‘Basın İlan Kurumu Kürtçe yayımcılığı bitirdi’
Gaziantep Üniversitesinin bölgede çalışan gazetecilerle görüşerek hazırladığı raporda Kürtçe yayımcılığın bittiği ve gazetecilerin ‘terör destekçisi' olmakla suçlandığı vurgulandı.
Fotoğraf: MA
Gaziantep Üniversitesinin hazırladığı ve bölgede çalışan gazetecilerle görüşülerek hazırlanan ‘Eylem Planı’ raporunda sansür ve otosansür uyguladığını, Kürtçe yayımcılığın bittiği ve gazetecilerin ‘terör destekçisi’ şeklinde yaftaladığı kaydedildi.
Antep’te 9 kentte 41 gazeteciyle görüşülerek hazırlanan raporda, yerel medyanın siyasal otoriteden gelen baskılardan kaynaklı sansür ve otosansür uyguladığını, Basın İlan Kurumunun dayatmaları sonucu Kürtçe yayımcılığın bittiği ve gazetecilerin “terör destekçisi” şeklinde yaftaladığı kaydedildi.

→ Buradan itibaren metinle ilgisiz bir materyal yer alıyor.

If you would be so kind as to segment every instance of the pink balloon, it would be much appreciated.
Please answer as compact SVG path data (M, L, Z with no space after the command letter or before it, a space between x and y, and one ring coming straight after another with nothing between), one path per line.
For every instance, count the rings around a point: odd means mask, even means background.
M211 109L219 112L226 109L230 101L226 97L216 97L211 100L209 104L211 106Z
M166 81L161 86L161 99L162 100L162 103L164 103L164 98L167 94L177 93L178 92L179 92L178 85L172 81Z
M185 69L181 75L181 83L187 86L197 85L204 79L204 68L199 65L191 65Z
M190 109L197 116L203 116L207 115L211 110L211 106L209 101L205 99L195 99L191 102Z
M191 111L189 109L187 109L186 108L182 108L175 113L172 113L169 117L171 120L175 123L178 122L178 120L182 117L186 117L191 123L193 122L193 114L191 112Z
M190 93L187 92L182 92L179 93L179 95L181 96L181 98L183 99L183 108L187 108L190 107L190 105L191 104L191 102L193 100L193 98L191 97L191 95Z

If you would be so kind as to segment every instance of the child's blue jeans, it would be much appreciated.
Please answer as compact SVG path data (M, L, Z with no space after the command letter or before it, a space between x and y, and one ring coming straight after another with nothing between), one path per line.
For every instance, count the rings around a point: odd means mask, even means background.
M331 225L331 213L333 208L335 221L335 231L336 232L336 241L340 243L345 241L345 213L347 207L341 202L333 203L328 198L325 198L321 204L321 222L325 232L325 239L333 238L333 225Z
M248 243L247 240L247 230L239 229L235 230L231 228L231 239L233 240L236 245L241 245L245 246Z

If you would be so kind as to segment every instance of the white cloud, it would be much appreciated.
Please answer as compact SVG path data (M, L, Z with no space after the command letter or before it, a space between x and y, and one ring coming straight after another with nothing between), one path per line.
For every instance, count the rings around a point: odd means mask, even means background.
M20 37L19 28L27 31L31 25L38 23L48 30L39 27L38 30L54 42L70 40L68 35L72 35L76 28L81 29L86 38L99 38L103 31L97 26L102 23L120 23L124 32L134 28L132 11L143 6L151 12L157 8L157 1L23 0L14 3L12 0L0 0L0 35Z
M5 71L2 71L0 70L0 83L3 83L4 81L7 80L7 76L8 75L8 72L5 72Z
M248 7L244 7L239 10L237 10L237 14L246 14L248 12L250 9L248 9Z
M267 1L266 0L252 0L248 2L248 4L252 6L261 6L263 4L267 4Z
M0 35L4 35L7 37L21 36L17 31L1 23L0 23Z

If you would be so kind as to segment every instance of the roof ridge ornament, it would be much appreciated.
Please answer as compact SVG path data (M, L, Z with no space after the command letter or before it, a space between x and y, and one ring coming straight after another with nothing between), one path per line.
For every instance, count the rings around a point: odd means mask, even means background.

Antep Üniversitesi ve Güneydoğu Anadolu Projesi Bölge Kalkınma Dairesi Başkanlığı tarafından yürütülen “GAP Bölgesinde Faaliyet Gösteren Yerel Medya Kuruluşlarının Kurumsal Kapasitesinin Güçlendirilmesi – İhtiyaç Analizi Yapılması ve Eylem Planı Hazırlanması” projesi kapsamında GAP’ta yer alan 9 kentin yerel medyasının sorunları tespit edilerek rapor haline getirildi.
Gaziantep Üniversitesi İletişim Fakültesi’nde çalışan öğretim görevlileri tarafından gerçekleştirilen raporlama kapsamında içerisinde gazete, haber sitesi, televizyonun bulunduğu 25 medya kuruluşundan 41 kişiyle bire bir görüşülerek sorunlar yerinde tespit edildi. Sorunlar ekonomik, politik ve kültürel olarak 3 grup halinde sınıflandırılırken raporlama sonucunda çarpıcı sonuçlara ulaşıldı.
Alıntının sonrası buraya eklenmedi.